Current Responsibilities:
• Manage and administer the complete IT infrastructure of the company, monitor the infrastructure health & performance; evaluate architectural attributes of the infrastructure for reliability, availability and maintainability.
• Responsible for the overall system and infrastructure availability and develop a resilient infrastructure to reduce failures; work with Service Desk team to set SLA criteria for the availability and performance of the IT infrastructure.
• Manage systems, network and security across 7 offices and 95vessels; ensure that the performance and availability of the server and network infrastructure are maintained to the highest standard with maximum productivity and efficiency.
• Manage IT Cloud infrastructure and migration to cloud strategy.
• Assess different infrastructure components (network, servers, storage, systems, security, etc.) and propose improvements and solutions to optimize their costs, performance, management and security.
• Check systems and equipment for substandard performance or malfunctioning, fix systems and equipment problems; perform regular and on-demand infrastructure backups and recoveries.
• Ensure that the backup systems and disaster recovery system are reliable as well as ensure reliability, availability and security of IT systems through adequate systems and controls.
• Lead and manage different IT security-related projects to protect the company’s networks and data against threats, such as security breaches, computer viruses, or attacks by cyber-criminals.
• Organize social engineering campaign to assess employee cybersecurity awareness; conduct user feedback campaign to evaluate and formulate effective IT security strategy.
• Assess current technology architecture for vulnerabilities, weaknesses, and possible upgrades or improvements.
• Develop and implement information security strategies to detect and prevent security incidents arising from the threats, whilst ensuring the confidentiality, integrity and availability of the company data.
• Build and develop a strong relationship with the security team to ensure smooth infrastructure service operations; maintain proper documentation on technical aspects related to the project/system/network security.
• Conduct face-to-face cybersecurity awareness sessions based on current trends within the Security domain.
• Supervised and governed the organization’s Emergency Response Team and Security Operation Center in 24/7 capacity.
• Reviewed, evaluated and developed the organization’s ISMS strategy based on ISO 27001:2013.
• Conducted penetration tests and code review for new and current applications to find vulnerabilities that may harm the organization’s interests or customers and reported them.

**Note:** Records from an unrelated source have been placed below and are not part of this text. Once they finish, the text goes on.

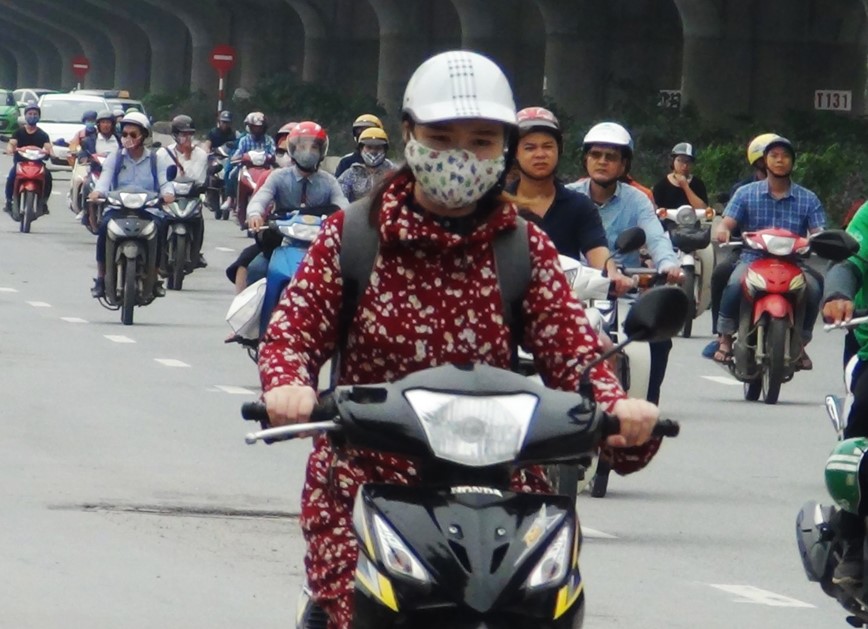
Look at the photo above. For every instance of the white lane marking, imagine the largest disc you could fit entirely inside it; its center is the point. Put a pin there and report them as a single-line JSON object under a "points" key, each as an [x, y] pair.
{"points": [[751, 594], [595, 534], [723, 380], [117, 338], [232, 390], [171, 362]]}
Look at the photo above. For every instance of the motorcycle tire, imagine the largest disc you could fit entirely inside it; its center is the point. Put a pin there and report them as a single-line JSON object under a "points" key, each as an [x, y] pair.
{"points": [[753, 389], [128, 271], [774, 372], [689, 287], [178, 258], [600, 484], [28, 211]]}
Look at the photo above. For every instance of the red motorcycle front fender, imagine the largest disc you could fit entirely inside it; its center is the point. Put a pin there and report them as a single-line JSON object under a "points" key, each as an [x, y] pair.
{"points": [[776, 305]]}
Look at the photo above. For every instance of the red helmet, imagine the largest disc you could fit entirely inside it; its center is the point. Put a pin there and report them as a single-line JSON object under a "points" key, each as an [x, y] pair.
{"points": [[307, 134], [540, 119]]}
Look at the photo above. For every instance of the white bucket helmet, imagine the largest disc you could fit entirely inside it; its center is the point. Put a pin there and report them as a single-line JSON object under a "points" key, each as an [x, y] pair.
{"points": [[139, 119], [459, 84], [609, 133]]}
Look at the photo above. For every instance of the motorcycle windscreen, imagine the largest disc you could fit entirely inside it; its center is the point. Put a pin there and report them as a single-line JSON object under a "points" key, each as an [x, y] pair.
{"points": [[481, 547]]}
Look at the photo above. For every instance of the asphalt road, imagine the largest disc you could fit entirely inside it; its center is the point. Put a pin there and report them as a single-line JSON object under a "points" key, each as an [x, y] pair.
{"points": [[129, 498]]}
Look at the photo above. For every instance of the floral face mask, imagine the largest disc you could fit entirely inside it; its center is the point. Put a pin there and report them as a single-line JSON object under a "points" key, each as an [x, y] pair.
{"points": [[452, 178]]}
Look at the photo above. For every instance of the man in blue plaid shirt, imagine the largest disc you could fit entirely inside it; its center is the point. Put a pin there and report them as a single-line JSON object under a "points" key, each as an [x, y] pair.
{"points": [[776, 202]]}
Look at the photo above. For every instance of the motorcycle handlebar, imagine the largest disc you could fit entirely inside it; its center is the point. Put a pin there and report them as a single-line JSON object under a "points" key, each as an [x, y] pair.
{"points": [[322, 418]]}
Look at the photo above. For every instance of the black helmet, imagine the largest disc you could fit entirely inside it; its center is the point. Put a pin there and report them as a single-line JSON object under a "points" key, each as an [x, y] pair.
{"points": [[182, 124]]}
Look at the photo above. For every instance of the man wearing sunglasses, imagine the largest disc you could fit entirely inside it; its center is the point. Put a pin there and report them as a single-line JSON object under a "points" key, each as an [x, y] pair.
{"points": [[607, 151], [133, 166]]}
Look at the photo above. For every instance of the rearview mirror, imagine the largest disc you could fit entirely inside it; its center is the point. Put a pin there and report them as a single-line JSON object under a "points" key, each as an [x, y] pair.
{"points": [[834, 244], [657, 315], [630, 240]]}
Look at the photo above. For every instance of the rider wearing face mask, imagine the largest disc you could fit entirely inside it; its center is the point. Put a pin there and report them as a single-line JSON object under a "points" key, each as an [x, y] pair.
{"points": [[29, 135], [360, 179], [433, 299], [139, 167]]}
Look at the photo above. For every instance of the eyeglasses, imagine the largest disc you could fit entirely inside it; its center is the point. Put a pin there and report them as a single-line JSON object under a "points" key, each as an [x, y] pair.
{"points": [[604, 156]]}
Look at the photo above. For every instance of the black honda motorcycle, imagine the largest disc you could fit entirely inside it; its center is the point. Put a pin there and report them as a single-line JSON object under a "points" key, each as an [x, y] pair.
{"points": [[462, 550]]}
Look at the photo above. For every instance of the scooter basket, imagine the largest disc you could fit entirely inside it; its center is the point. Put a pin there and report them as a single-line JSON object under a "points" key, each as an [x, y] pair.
{"points": [[691, 239]]}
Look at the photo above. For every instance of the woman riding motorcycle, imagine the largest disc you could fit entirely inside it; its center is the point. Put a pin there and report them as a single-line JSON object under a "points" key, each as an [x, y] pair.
{"points": [[432, 300]]}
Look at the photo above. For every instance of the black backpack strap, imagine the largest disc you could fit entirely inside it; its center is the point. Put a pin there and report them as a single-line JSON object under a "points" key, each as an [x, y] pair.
{"points": [[360, 242], [512, 263]]}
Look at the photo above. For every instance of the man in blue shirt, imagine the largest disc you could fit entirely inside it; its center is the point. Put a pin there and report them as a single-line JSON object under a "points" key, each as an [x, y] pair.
{"points": [[607, 151], [140, 167], [774, 202]]}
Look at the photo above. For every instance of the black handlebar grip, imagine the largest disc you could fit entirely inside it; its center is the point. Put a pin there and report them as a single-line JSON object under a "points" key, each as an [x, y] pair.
{"points": [[666, 428], [254, 411]]}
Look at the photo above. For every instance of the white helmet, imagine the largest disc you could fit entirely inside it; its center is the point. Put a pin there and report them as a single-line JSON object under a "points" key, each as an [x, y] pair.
{"points": [[139, 119], [609, 133], [459, 84]]}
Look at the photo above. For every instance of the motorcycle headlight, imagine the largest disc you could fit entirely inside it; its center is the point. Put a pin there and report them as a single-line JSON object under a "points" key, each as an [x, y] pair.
{"points": [[779, 245], [133, 200], [397, 558], [476, 431], [555, 563]]}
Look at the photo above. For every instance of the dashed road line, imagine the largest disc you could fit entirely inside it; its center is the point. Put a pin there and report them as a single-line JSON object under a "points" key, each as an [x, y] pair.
{"points": [[723, 380], [751, 594], [171, 362], [118, 338], [233, 390]]}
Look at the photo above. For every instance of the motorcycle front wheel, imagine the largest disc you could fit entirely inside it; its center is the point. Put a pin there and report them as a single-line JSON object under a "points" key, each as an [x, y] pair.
{"points": [[128, 271], [689, 287], [776, 343]]}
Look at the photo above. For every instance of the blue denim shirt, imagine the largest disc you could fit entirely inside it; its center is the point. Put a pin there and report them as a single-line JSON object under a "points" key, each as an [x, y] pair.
{"points": [[284, 187], [753, 207], [631, 208]]}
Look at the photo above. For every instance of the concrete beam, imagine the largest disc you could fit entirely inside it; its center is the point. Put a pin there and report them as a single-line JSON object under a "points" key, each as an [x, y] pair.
{"points": [[132, 50], [168, 42], [99, 46], [67, 45], [41, 48]]}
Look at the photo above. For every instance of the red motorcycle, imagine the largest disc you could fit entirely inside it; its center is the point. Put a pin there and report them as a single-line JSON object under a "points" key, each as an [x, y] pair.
{"points": [[29, 189], [768, 344], [255, 168]]}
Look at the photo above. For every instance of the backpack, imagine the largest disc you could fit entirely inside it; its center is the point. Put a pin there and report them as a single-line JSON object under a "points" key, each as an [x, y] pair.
{"points": [[360, 244], [119, 165]]}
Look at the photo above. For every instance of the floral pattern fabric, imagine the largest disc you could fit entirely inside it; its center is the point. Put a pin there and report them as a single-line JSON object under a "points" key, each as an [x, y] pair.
{"points": [[433, 299]]}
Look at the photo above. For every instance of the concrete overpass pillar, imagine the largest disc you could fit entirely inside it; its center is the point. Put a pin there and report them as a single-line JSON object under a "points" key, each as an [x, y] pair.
{"points": [[94, 44], [316, 42], [168, 40], [719, 39], [49, 55], [132, 50], [8, 69], [574, 65]]}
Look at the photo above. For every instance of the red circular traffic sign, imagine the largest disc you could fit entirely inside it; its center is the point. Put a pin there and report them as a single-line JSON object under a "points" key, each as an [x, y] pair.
{"points": [[223, 58], [80, 66]]}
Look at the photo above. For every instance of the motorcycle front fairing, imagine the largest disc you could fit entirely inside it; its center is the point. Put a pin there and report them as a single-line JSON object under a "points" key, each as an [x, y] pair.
{"points": [[481, 556]]}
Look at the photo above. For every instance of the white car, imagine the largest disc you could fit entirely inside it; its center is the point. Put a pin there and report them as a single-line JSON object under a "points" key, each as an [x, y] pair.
{"points": [[61, 118]]}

• Managed the IT budget, oversaw the procurement of IT hardware, software, and maintenance products & services, evaluated tenders for all bids received, and submitted report and recommendation(s).

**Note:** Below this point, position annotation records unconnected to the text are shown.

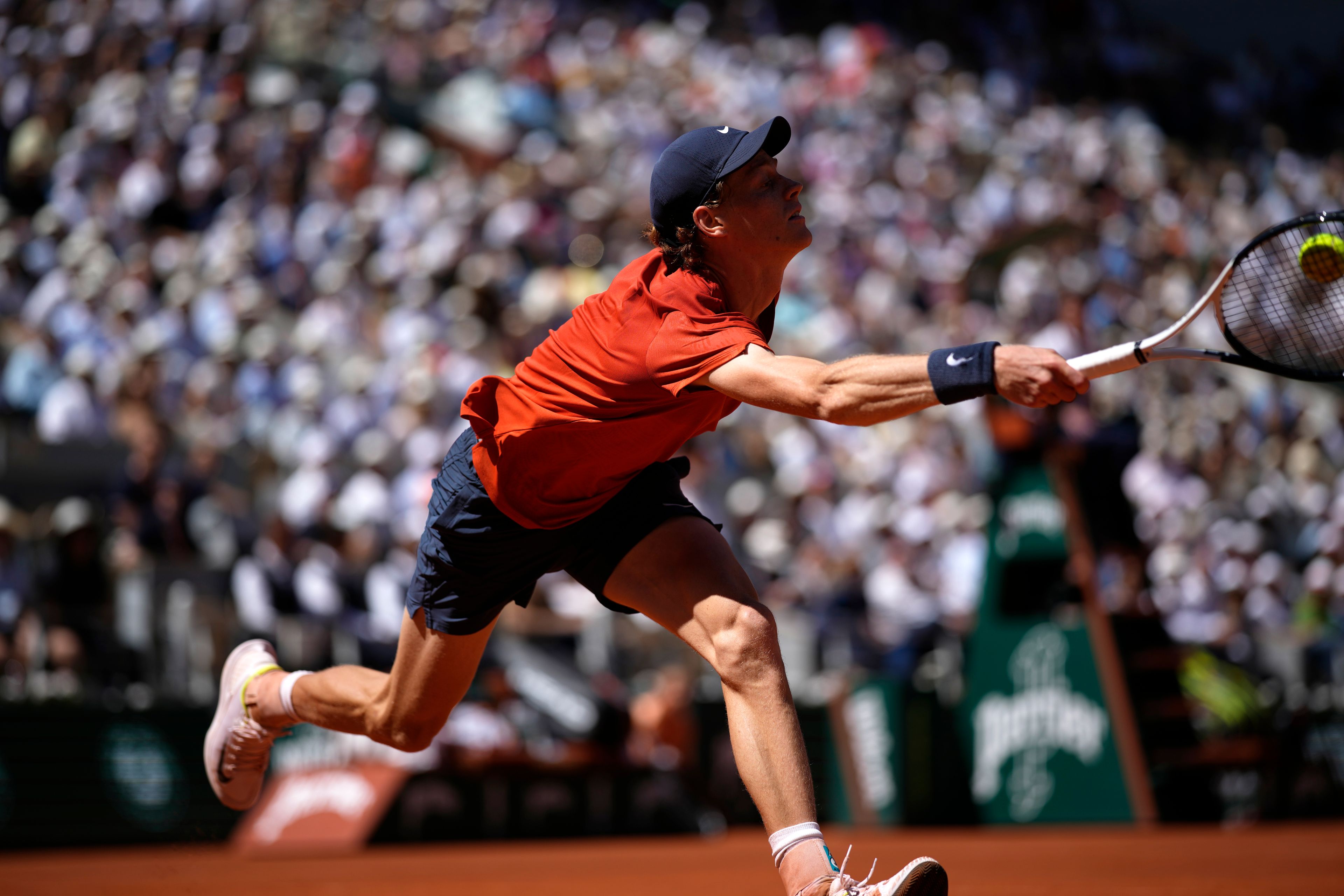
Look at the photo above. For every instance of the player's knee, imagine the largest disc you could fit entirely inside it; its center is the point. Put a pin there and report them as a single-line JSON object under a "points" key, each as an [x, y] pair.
{"points": [[748, 649], [411, 729]]}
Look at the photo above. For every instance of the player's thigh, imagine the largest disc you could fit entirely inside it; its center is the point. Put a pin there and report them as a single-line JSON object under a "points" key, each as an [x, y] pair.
{"points": [[683, 575], [432, 671]]}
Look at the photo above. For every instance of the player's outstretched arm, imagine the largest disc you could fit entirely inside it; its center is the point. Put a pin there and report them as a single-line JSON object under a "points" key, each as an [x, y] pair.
{"points": [[872, 389]]}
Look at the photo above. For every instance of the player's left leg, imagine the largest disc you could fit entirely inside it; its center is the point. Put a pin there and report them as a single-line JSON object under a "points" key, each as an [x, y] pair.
{"points": [[683, 575]]}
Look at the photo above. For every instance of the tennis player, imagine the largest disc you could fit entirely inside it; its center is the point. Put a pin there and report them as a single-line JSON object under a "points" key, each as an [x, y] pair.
{"points": [[569, 465]]}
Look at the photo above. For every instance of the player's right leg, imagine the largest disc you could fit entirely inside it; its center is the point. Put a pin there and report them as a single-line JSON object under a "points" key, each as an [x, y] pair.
{"points": [[404, 708]]}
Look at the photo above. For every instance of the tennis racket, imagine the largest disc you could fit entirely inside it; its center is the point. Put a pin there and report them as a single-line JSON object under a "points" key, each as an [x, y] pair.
{"points": [[1280, 304]]}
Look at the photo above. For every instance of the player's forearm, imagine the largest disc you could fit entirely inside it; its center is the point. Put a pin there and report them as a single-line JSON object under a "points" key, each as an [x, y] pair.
{"points": [[872, 389]]}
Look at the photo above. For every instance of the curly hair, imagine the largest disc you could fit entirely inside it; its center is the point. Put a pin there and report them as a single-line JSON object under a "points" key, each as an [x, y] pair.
{"points": [[685, 249]]}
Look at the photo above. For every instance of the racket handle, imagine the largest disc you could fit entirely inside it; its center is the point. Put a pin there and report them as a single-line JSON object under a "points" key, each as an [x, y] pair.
{"points": [[1107, 362]]}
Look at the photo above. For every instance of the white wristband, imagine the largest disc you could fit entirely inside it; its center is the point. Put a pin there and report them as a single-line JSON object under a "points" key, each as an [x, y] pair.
{"points": [[787, 839], [287, 692]]}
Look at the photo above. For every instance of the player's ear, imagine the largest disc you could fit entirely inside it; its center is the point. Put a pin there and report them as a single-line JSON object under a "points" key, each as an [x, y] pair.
{"points": [[707, 221]]}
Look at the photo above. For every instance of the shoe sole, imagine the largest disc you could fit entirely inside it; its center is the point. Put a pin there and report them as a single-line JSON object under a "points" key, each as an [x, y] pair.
{"points": [[221, 711], [923, 878]]}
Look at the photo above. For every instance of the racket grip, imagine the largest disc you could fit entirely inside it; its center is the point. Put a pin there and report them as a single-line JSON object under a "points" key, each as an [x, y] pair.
{"points": [[1107, 362]]}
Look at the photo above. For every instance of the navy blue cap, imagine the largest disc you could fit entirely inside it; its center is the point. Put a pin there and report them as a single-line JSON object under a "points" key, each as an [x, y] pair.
{"points": [[689, 168]]}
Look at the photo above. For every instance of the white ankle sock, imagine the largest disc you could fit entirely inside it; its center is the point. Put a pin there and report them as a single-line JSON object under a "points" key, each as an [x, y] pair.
{"points": [[787, 839], [287, 692]]}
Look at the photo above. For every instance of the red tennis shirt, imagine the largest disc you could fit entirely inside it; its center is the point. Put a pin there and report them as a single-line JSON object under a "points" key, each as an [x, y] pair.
{"points": [[605, 396]]}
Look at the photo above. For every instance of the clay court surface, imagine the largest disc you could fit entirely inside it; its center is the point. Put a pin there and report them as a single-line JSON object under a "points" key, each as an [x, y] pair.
{"points": [[1272, 859]]}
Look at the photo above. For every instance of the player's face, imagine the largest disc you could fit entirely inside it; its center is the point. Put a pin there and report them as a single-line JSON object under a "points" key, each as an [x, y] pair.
{"points": [[763, 211]]}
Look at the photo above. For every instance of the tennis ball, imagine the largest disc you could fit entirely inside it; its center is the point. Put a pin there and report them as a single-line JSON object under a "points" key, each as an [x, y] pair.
{"points": [[1322, 258]]}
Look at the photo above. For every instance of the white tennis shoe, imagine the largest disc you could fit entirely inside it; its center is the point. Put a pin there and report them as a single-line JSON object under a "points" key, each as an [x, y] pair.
{"points": [[238, 749], [921, 878]]}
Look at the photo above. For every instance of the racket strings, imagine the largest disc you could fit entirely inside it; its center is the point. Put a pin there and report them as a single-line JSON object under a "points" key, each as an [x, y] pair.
{"points": [[1280, 315]]}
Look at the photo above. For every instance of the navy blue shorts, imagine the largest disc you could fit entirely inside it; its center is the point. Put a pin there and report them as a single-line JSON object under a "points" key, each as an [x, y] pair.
{"points": [[474, 559]]}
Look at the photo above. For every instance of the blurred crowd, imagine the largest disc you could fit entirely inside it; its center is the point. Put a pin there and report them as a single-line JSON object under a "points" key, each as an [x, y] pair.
{"points": [[262, 249]]}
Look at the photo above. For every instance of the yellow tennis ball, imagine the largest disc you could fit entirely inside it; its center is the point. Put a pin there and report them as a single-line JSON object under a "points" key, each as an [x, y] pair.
{"points": [[1322, 258]]}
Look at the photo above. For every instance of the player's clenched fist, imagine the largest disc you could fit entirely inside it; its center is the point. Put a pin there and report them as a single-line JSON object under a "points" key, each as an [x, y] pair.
{"points": [[1035, 377]]}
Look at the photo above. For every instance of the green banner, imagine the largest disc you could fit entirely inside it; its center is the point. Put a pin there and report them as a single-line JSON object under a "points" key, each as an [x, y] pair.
{"points": [[1035, 718], [866, 755]]}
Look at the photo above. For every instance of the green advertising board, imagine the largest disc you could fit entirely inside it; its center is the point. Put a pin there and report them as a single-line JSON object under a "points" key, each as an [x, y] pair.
{"points": [[1035, 719], [865, 761]]}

• Supported, configured, maintained and upgraded the company’s networks, servers, routers and switches.
• Diagnose and fix network/system faults, oversee the security of all systems and install anti-virus protection; administer and manage network security, email security and antivirus.

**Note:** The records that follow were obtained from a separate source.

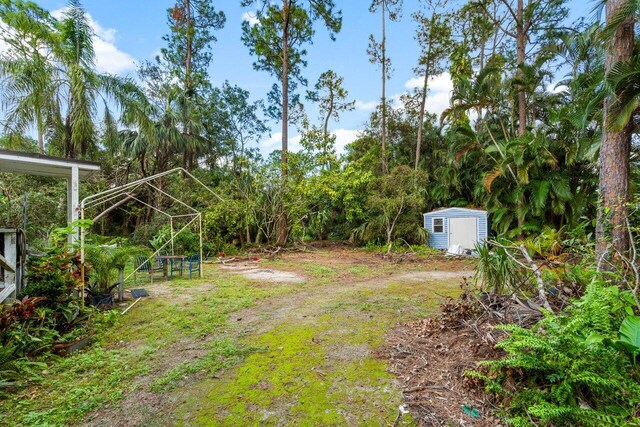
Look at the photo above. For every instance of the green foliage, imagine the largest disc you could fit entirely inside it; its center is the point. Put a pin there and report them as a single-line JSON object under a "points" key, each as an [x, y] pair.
{"points": [[496, 271], [105, 260], [561, 372]]}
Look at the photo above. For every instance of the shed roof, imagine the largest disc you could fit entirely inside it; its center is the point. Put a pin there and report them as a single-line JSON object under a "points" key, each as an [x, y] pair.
{"points": [[441, 210], [43, 165]]}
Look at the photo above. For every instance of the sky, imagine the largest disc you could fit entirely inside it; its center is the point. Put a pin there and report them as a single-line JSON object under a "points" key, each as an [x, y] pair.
{"points": [[129, 32]]}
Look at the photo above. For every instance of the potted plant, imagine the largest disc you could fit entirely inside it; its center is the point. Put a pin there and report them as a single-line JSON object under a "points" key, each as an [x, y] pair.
{"points": [[106, 261]]}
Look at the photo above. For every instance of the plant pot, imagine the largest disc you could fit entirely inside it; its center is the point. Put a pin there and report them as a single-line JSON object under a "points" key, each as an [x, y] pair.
{"points": [[105, 300]]}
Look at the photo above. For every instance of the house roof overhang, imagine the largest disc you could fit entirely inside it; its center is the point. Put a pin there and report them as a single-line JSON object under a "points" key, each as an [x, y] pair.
{"points": [[42, 165]]}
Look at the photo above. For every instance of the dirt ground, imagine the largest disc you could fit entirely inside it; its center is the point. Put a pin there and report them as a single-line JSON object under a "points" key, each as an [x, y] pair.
{"points": [[315, 338]]}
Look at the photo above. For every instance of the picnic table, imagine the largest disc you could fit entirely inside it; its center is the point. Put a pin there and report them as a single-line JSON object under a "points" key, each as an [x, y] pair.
{"points": [[166, 259]]}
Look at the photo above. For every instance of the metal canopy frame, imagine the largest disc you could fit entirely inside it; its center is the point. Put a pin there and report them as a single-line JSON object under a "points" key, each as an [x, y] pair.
{"points": [[123, 193]]}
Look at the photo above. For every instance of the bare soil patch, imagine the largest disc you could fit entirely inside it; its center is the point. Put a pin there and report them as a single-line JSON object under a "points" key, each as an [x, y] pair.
{"points": [[253, 272]]}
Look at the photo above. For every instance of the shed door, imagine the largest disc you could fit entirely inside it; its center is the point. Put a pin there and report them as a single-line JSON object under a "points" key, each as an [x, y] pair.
{"points": [[463, 232]]}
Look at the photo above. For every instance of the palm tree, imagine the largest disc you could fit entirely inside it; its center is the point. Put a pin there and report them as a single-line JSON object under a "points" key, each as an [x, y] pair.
{"points": [[51, 81]]}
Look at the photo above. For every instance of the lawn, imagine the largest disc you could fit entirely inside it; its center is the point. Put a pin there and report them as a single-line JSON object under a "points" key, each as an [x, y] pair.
{"points": [[232, 350]]}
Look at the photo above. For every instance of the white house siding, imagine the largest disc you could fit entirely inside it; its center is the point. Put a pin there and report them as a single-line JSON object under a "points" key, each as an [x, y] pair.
{"points": [[441, 240]]}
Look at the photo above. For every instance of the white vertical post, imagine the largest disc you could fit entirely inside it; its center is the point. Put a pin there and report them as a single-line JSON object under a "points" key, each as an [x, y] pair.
{"points": [[171, 222], [201, 259], [73, 190]]}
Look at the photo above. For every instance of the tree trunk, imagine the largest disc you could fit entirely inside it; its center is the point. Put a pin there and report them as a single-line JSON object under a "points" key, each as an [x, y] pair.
{"points": [[423, 105], [521, 49], [282, 231], [383, 47], [521, 46], [611, 227], [187, 72], [325, 134]]}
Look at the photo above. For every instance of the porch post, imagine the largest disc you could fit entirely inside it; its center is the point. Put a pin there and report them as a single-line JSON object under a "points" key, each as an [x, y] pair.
{"points": [[73, 186]]}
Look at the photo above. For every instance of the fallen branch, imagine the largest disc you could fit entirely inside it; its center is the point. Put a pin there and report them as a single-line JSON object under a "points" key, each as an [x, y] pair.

• Maximized network performance by monitoring performance, troubleshooting network problems and outages, scheduling upgrades and collaborating with network architects on network optimization.
• Performed technical research on network upgrades and components to determine feasibility, cost, the time required and compatibility with the current system.
• Delivered various effective security solutions across the IT department, supported implementation of new and emerging technologies and coordinated with vendors for evaluation of new technologies suitable for the company.
• Facilitated mitigation of information security risks, ensuring compliance with regulatory requirements.
• Designed and implemented disaster recovery and business continuity plans, procedures, audits, and enhancements.
• Rendered training to information security personnel during onboarding; provided information security awareness training to ensure consistently high levels of compliance with enterprise security policies.
• Maintained updated knowledge of the latest trends in the information security industry, including current and emerging technologies, accordingly identified requirements for skills enhancement (technical/soft) and designed training plans.